SOME Queensland grid prices have lifted sharply since Friday, as the steady supply of slaughter cattle pushed towards processors by widespread dry conditions runs out of steam.
Several processor direct consignment grids lifted a dramatic 20c/kg in one jump on Friday, taking best offers on four-tooth heavy grassfed ox back up to 490c/kg and heavy full-mouth cows to 420c/kg. MSA grass steer in southern Queensland is now as high as 505c/kg again.
The word quickly filtered out over the weekend, and reasonably good business has been written early this week, one processor with raised offers said this morning.
Those changes are entirely supply related, and in no way reflect the circumstances in international meat markets, he said.
Whereas only three weeks ago many Qld/NSW processors were still reasonably well covered for processing operations heading into September, that mood has now changed rapidly, with kill rosters now looking thin for weeks commencing September 4 and 11.

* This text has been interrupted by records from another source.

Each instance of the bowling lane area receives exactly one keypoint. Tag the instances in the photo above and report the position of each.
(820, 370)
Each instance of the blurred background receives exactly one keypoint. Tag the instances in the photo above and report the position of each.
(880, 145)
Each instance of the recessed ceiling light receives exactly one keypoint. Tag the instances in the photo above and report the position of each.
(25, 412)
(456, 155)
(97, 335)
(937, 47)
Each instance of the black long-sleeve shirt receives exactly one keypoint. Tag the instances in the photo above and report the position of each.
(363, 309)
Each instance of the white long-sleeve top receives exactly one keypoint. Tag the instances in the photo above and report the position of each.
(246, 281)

“I wouldn’t say we’ve ‘hit the wall,’ but supply has certainly slowed right up from what was seen earlier during July and August,” one Queensland processor contact said.

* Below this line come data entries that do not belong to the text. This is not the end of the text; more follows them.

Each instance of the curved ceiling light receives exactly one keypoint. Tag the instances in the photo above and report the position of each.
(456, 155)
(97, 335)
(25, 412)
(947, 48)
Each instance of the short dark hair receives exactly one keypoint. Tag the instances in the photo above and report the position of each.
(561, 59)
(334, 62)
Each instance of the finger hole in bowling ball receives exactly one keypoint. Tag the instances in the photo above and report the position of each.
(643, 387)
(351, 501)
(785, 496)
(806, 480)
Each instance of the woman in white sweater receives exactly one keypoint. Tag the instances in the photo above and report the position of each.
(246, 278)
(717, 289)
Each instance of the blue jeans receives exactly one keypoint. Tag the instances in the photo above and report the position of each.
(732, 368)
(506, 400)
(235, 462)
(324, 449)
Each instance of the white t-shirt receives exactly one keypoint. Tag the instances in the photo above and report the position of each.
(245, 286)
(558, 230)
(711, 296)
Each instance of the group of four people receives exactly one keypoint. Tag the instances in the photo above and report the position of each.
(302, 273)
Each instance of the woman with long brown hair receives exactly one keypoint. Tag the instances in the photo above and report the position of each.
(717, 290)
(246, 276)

Some competitors have not yet shifted their offers in response to others, however, but it is hard to see that lasting long if they want to secure a kill next month. Other Qld processors still had had offers as low as 400-405c on cows, and 460c on grassfed Jap ox, up to this morning.
Grids in New South Wales have not shown the same response so far, unchanged to the end of last week. One large northern NSW export processor has grid offers for week commencing 18 September of 450c/kg for four tooth steer (no HGP) and 400c on full-mouth heavy cow.
The other factor in rising Queensland grids this week is increasing competition from southern states processors pressing into Queensland, looking for slaughter cattle, and prepared to pay the 15-25c/kg freight bill home, given the current grid price disparity, north and south.
The latest Queensland grid jumps will make it that much harder for Victorians to compete on stock out of sales like Dalby, Toowoomba and Roma, however.
There was a moderate lift in slaughter numbers across eastern Australia last week, partly in response to Queensland returning to normal routines, after earlier Brisbane Show holiday disruptions.
The seven-day eastern states slaughter to Friday reported by NLRS showed a 4pc rise in activity to 131, 562 head.
Queensland lifted 7pc on the week previous to 70,167 head, but some of that can be attributed to Brisbane Show holidays observed at a number of plants in the state’s southeast corner the week before. Female slaughter accounted for only 32pc of the state’s kill, suggesting liquidation aligned with dry conditions is nearing its end.
The NSW kill last week also rise 6pc, reaching 31,290 head, while Victoria slipped 7pc to 18,662 head.
South Australia’s kill at 7287 was 6pc higher, while Tasmania’s at 4156 was down 4pc.